KLEIN, Felix. "Über die Differentialgesetze für die Erhaltung von Impuls und Energie in der Einsteinschen Gravitationstheorie", (“ the differential laws for the conservation of momentum and energy in the Einstein theory of gravitation.”) published by Nachrichten von der Königliche Gesellschaft der Wissenschaften zu Göttingen Mathematisch-Physikalische Klasse, 1918). 19pp. $500
In original paper wrappers. The interior is in near fine condition, but the spine is gone and the wrappers have separated from the body.
“In an extensive memoir [this paper]...[Klein] attempted to unify the different forms of the differential laws for the conservation of energy and momentum that could be found in the papers of Einstein, Lorentz and Hilbert. The important tool which he used in doing this was the theory of invariants....Felix Kelin's work is closely connected with the studies of Emmy Noether concerning the relations between symmetry properties and the conservation laws...” Jagdish Mehra, Einstein, Hilbert, and The Theory of Gravitation: Historical Origins of General Relativity Theory. Reidel, 1974, pp 46-49
“I must also not omit to thank Miss Noether for encouraging participation in my new work, where the mathematical ideas which I used in the adaptation to the physical question for the integral I have in general been worked out, and will in the near future in these news be published.”--from this Klein paper, (that publication being Emmy Noether “Invariante Variationsprobleme”, Gottinger Nachrichten (1918), pp. 235–257 (presented by F. Klein at the meeting of 26 July 1918—the paper was dedicated to Klein).

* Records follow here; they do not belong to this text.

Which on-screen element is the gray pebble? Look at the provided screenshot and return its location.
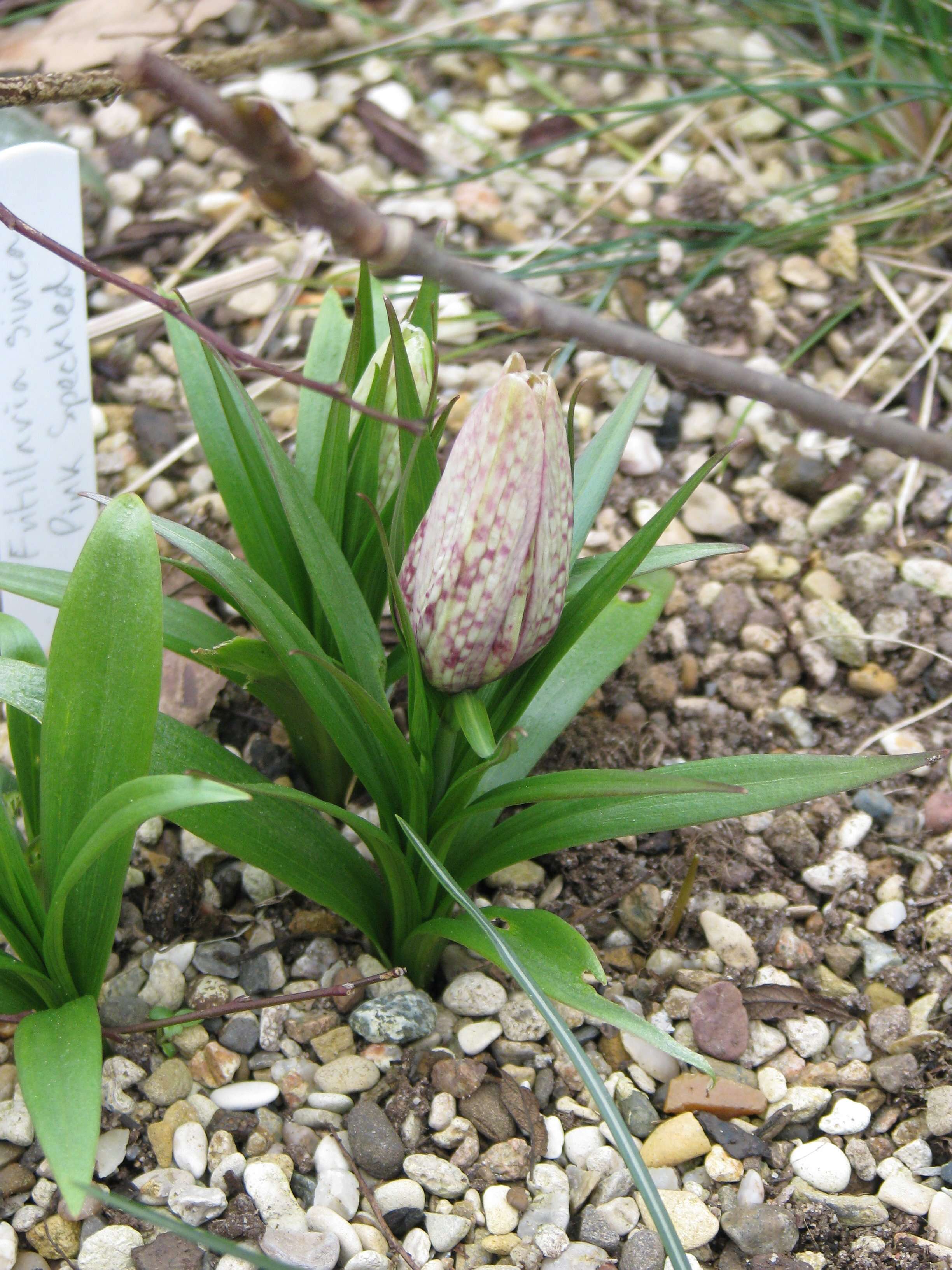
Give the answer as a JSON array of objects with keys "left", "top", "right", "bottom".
[
  {"left": 192, "top": 940, "right": 242, "bottom": 979},
  {"left": 579, "top": 1205, "right": 622, "bottom": 1257},
  {"left": 99, "top": 996, "right": 152, "bottom": 1028},
  {"left": 218, "top": 1011, "right": 258, "bottom": 1054},
  {"left": 261, "top": 1226, "right": 340, "bottom": 1270},
  {"left": 618, "top": 1090, "right": 662, "bottom": 1138},
  {"left": 618, "top": 1226, "right": 664, "bottom": 1270},
  {"left": 346, "top": 1102, "right": 406, "bottom": 1179},
  {"left": 721, "top": 1204, "right": 798, "bottom": 1256}
]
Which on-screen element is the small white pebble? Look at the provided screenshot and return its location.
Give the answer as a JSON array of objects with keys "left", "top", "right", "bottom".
[
  {"left": 456, "top": 1019, "right": 503, "bottom": 1054},
  {"left": 816, "top": 1098, "right": 872, "bottom": 1134},
  {"left": 866, "top": 899, "right": 908, "bottom": 935},
  {"left": 834, "top": 812, "right": 872, "bottom": 851},
  {"left": 789, "top": 1138, "right": 853, "bottom": 1195},
  {"left": 737, "top": 1168, "right": 766, "bottom": 1208},
  {"left": 210, "top": 1081, "right": 280, "bottom": 1111}
]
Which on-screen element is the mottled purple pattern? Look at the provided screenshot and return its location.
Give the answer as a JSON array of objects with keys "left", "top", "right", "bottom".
[{"left": 400, "top": 354, "right": 572, "bottom": 692}]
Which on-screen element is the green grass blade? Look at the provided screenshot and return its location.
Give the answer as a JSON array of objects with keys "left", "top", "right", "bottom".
[
  {"left": 0, "top": 614, "right": 46, "bottom": 838},
  {"left": 398, "top": 831, "right": 691, "bottom": 1270},
  {"left": 572, "top": 366, "right": 655, "bottom": 560},
  {"left": 294, "top": 287, "right": 350, "bottom": 494},
  {"left": 0, "top": 564, "right": 232, "bottom": 656}
]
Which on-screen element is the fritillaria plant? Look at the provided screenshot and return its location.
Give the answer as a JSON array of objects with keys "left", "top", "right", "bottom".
[{"left": 0, "top": 270, "right": 923, "bottom": 1031}]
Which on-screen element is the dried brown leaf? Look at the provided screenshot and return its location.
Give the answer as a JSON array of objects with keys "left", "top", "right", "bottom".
[
  {"left": 499, "top": 1071, "right": 548, "bottom": 1165},
  {"left": 740, "top": 983, "right": 853, "bottom": 1023},
  {"left": 519, "top": 114, "right": 581, "bottom": 153},
  {"left": 354, "top": 96, "right": 429, "bottom": 177},
  {"left": 0, "top": 0, "right": 235, "bottom": 71}
]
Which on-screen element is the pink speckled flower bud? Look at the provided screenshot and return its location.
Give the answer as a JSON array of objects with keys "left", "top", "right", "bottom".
[{"left": 400, "top": 353, "right": 572, "bottom": 692}]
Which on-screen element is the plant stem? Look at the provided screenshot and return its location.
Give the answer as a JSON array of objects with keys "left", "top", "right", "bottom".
[
  {"left": 0, "top": 965, "right": 406, "bottom": 1038},
  {"left": 0, "top": 203, "right": 427, "bottom": 436}
]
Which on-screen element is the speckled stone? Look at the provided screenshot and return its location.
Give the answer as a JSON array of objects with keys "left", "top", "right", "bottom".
[{"left": 349, "top": 992, "right": 437, "bottom": 1045}]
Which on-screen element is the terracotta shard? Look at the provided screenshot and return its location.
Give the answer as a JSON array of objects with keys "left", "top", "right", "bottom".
[{"left": 664, "top": 1072, "right": 766, "bottom": 1120}]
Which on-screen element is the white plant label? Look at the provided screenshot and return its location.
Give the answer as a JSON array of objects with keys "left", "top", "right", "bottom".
[{"left": 0, "top": 141, "right": 96, "bottom": 649}]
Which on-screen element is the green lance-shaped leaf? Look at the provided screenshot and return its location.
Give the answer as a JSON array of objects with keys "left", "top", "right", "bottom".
[
  {"left": 0, "top": 614, "right": 46, "bottom": 838},
  {"left": 0, "top": 658, "right": 390, "bottom": 950},
  {"left": 457, "top": 753, "right": 938, "bottom": 886},
  {"left": 166, "top": 318, "right": 308, "bottom": 620},
  {"left": 43, "top": 776, "right": 251, "bottom": 992},
  {"left": 14, "top": 997, "right": 103, "bottom": 1214},
  {"left": 39, "top": 494, "right": 163, "bottom": 993},
  {"left": 0, "top": 564, "right": 232, "bottom": 664}
]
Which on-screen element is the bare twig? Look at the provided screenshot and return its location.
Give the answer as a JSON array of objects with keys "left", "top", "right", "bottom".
[
  {"left": 0, "top": 965, "right": 406, "bottom": 1036},
  {"left": 136, "top": 53, "right": 952, "bottom": 468},
  {"left": 0, "top": 203, "right": 424, "bottom": 436},
  {"left": 330, "top": 1129, "right": 420, "bottom": 1270},
  {"left": 0, "top": 21, "right": 349, "bottom": 108}
]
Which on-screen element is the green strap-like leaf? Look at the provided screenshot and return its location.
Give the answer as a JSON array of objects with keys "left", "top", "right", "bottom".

“This work, which has for too long been neglected, includes some interesting analysis regarding the gravitational energy-momentum expressions of Einstein, Hilbert, Lorentz and Weyl. The topic of gravitational energy momentum and its localization had been at that time—and, notwithstanding considerable progress, still remains a century later—an unsettled issue.”--from the 2019 translation of this paper by Chiang-Mei Chen, James M. Nester, and Walter Vogel.
Sources:
Brading, Katherine A.:"A note on general relativity, energy conservation, and Noether’s theorems", in The Universe of General Relativity (Proceedings of the Conference on the History of General Relativity, Amsterdam 2002), Jean Eisenstaedt and Anne J. Kox, eds., Einstein Studies, vol. 11, Boston: Birkhauser, 2005, pp. 125–135
Kosmann-Schwarzbach, Y., The Noether Theorems: Invariance and Conservation Laws in the Twentieth Century (Springer, New York, 2011).
Rowe, David E.: "The Goettingen response to general relativity and Emmy Noether’s theorems", in Gray, Jeremy J., ed. The Symbolic Universe, Geometry and Physics 1890–1930 (Milton Keynes, 1996), OxfordNew York: Oxford University Press, 1999, pp 189–233.
Note:
There is an inscription---quite faded but legible--”G. Mie” on the top right corner of the offprint cover. I'm quite sure that this must be the physicist Gustav Mie (1868-1957). “Mie's main contributions to science, in addition to his oft-cited light-scattering paper, require recognition. He derived inductively the Maxwellian edifice from the empirical reality, a pursuit that still occupied Mie in his 80th year when the last and revised edition of his Handbook of Electricity and Magnetism was published.'4 His persistent search for a unified theory encompassing field and matter, although unsuccessful, nevertheless stimulated the work of other notable physicists such as Born'5 and Infeld. Other important pursuits by Mie included research into the dielectric constants of various materials using electromagnetic waves; the solution of the problem of the anomalous dispersion of water leading to the determination of the characteristic dielectric constant of that liquid; and x-ray crystallographic studies of hydrated naphthalenes, anthracenes, and polyoxymethylenes and of liquid crystals.”-- “Gustav Mie: the person”, by Pedro Lilienfeld, Applied Optics, 20 November 1991 p 4696.